Il était une fois, “Wonderland” par Kirsty Mitchell

Difficile de ne pas tomber sous le charme de la série Wonderland de Kirsty Mitchell. Mis en scènes dans des paysages enchanteurs réels, les clichés de Kirsty sont dignes d'un conte de fées.

Nous avons posé quelques questions à Kirsty sur ses décors. Ses réponses se sont avérées à la fois approfondies et étonnamment candides. Ci-dessous, elle partage avec nous l'envers du décor, le processus laborieux, et la raison très personnelle pour laquelle elle a créé ce pays des merveilles…

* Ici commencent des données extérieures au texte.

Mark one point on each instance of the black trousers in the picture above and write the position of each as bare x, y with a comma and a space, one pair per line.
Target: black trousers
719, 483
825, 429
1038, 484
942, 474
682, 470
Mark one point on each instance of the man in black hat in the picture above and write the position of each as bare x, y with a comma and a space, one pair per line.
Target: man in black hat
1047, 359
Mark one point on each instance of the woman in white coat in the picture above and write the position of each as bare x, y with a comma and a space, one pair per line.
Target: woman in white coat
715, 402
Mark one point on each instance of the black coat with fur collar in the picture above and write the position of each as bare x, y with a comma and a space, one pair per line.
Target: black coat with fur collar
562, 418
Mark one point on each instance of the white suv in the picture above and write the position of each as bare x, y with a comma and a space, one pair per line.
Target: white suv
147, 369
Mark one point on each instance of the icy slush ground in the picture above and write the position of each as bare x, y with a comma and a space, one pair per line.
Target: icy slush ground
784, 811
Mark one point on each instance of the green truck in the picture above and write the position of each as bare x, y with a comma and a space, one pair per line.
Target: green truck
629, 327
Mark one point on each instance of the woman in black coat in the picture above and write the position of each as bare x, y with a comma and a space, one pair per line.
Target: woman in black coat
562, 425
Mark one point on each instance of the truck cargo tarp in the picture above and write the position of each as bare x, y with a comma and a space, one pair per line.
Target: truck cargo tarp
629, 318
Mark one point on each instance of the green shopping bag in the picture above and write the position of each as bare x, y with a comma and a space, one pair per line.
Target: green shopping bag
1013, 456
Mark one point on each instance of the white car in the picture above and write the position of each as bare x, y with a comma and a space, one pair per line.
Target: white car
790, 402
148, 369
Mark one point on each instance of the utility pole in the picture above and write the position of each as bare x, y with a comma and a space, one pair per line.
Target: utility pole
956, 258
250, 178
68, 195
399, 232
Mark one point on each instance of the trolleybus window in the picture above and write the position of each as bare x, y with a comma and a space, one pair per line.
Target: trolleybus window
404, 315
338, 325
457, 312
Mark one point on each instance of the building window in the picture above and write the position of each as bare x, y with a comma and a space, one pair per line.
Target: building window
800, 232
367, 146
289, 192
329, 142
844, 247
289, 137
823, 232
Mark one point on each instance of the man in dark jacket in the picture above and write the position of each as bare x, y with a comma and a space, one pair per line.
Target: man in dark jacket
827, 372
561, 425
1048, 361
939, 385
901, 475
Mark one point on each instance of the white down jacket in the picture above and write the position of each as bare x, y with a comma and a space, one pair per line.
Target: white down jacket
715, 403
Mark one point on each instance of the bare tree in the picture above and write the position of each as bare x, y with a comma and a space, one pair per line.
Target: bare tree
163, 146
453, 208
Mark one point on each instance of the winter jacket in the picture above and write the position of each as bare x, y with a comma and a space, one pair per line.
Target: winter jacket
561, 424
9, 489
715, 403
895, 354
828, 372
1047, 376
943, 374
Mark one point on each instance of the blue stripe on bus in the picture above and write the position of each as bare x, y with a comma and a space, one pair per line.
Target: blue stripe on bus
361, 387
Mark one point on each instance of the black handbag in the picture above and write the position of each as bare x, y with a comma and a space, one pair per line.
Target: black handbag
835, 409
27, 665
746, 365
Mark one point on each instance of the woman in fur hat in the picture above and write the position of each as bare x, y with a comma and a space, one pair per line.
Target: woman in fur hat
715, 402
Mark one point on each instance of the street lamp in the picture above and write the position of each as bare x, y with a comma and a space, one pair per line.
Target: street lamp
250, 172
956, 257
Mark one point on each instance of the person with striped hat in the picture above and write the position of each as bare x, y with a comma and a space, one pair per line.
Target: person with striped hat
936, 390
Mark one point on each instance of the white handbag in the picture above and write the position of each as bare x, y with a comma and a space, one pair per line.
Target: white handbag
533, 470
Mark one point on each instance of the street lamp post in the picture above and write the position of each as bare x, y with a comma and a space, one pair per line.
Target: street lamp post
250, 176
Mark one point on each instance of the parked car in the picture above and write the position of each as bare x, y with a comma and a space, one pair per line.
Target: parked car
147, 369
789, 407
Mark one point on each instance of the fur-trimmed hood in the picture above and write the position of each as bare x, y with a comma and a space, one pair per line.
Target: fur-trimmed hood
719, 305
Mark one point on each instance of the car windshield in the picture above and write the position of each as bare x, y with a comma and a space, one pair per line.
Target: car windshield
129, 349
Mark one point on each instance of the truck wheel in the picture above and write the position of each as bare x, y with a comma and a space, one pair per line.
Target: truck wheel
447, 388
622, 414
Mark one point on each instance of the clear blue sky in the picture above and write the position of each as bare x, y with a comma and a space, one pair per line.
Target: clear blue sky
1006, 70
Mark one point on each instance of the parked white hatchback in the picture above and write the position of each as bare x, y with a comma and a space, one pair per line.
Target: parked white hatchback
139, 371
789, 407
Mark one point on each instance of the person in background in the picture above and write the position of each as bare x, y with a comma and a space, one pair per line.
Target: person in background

Peux-tu nous parler un peu de toi ?
J'habite dans un petit village entouré de belles forêts anciennes, dans la région du Surrey en Angleterre. C'est près de Londres, mais on a parfois l'impression d'en être vraiment loin, ce qui me va très bien. Je partage ma vie entre ces deux endroits, j'ai une identité en tant que photographe, l'autre en tant que styliste. J'ai passé ma vie dans le secteur créatif, et j'en ai étudié de nombreux aspects. J'ai commencé en tant que costumière pour le film et le théâtre, avant d'obtenir un diplôme de design de mode en 2001.

Après près de dix ans dans le secteur de la mode, ma passion pour la photographie m'a submergée, et j'essaie maintenant d'associer toutes mes expériences pour en faire un grand melting-pot.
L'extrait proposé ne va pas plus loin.